Ich bin der Überzeugung, dass wir hier auf Erden sind, um zu erfahren, um zu wachsen und zu erleben. Perfektionismus ist ein Konstrukt des Verstandes und vor allem der heutigen Gesellschaft, welcher so nicht erreicht werden kann. Wir sind trimmt darauf, fehlerfrei durchs Leben zu gehen. Meine Ansicht ist, dass man entweder alles als Fehler ansehen kann oder oder gar nichts. Man lernt aus jeder Situation und das sollte auch so sein. Ich habe für mich entschieden, niemanden für seinen Weg zu verurteilen, denn jeder schreibt seine ganz eigene Geschichte. In meiner Heilungsphase habe ich mich an zwei sehr gute Mediums gewandt, welche mir unbeschreiblich kraftvolle und heilende Worte mit auf den Weg geben konnten. Bei dem letzteren habe ich eine 2-jährige Ausbildung zur Profilerin und Mental Coach gemacht. In dieser Zeit habe ich nicht nur gelernt, die Gefühle meines Gegenübers zu erkennen und wahrzunehmen, sondern vor allem meine eigenen.

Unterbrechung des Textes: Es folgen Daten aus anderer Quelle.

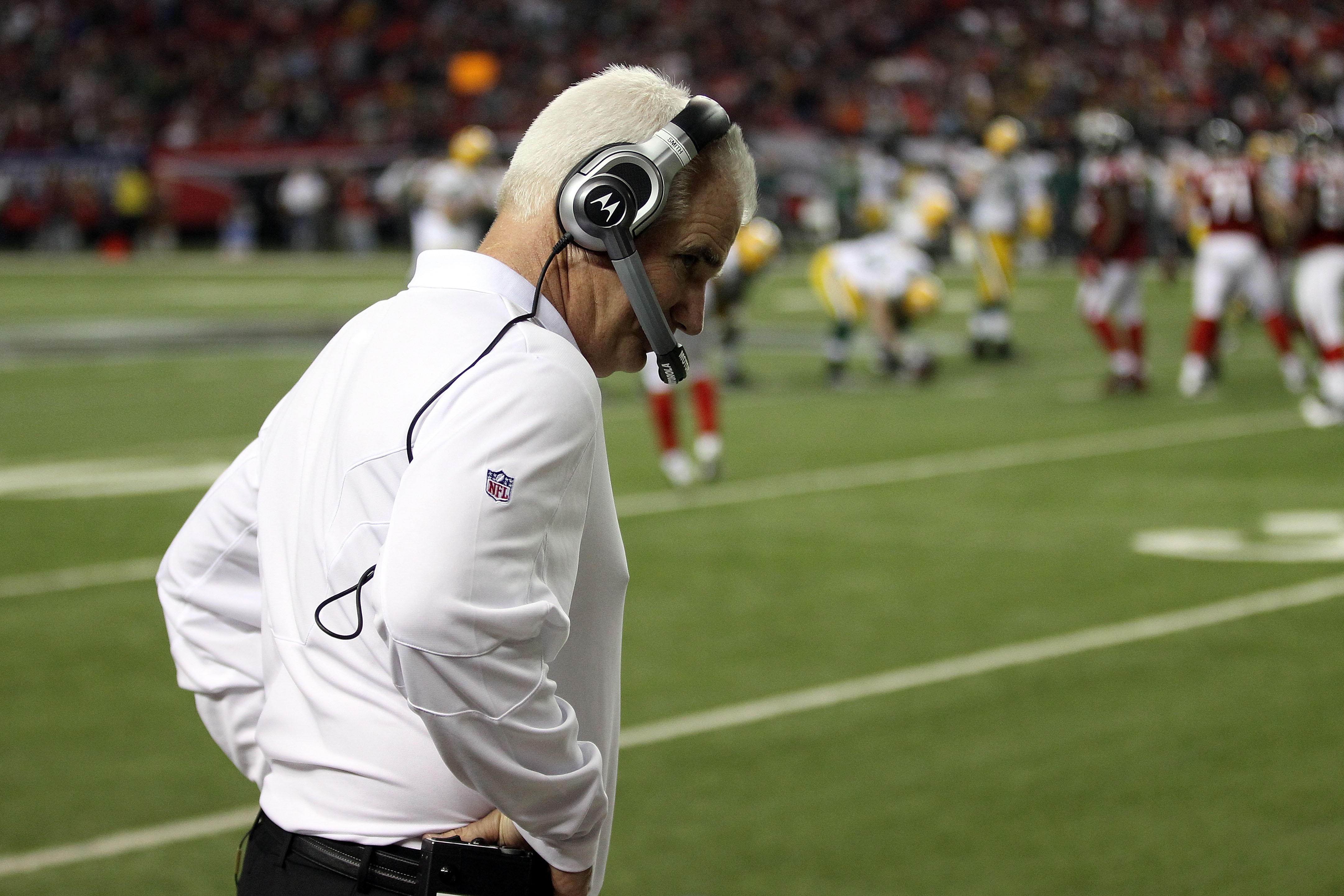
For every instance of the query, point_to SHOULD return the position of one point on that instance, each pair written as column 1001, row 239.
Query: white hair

Während meiner intensiven Trauerphase habe ich für mich sehr wertvolle Erkenntnisse gewonnen. Ich habe weit verbreitende Vorurteile der heutigen Gesellschaft, die Denkmuster meiner Familie und vor allem aber meine eigenen in Frage gestellt.

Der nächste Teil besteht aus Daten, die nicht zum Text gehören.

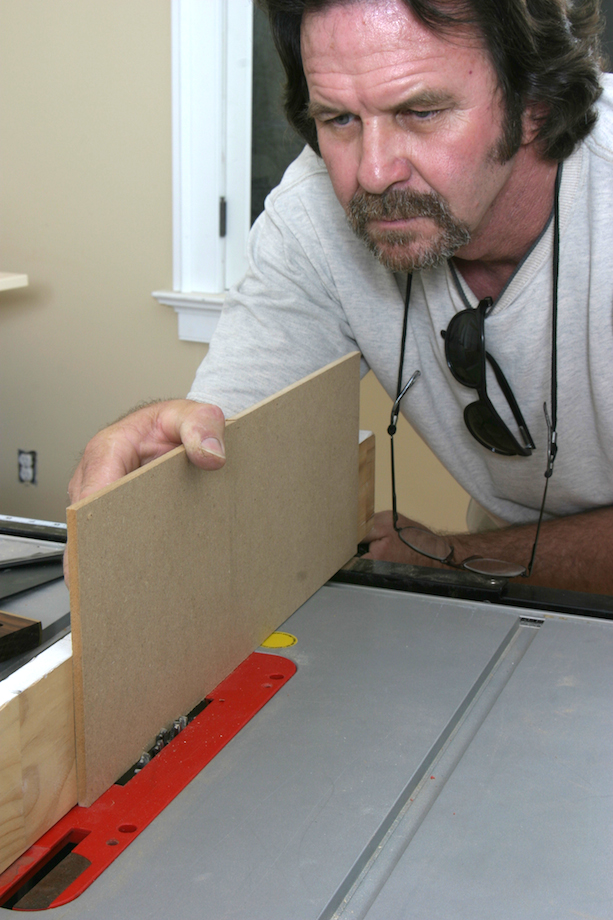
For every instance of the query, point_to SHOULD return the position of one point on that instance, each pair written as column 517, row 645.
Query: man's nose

Heute habe ich Frieden geschlossen und empfinde bedingungslose Dankbarkeit für meine Erfahrung. Es hat mich inspiriert, diese Organisation zu gründen, für alle diejenigen, die noch von Selbstvorwürfen beschattet sind. Gemeinsam können wir für einander da sein. Gemeinsam können wir heilen.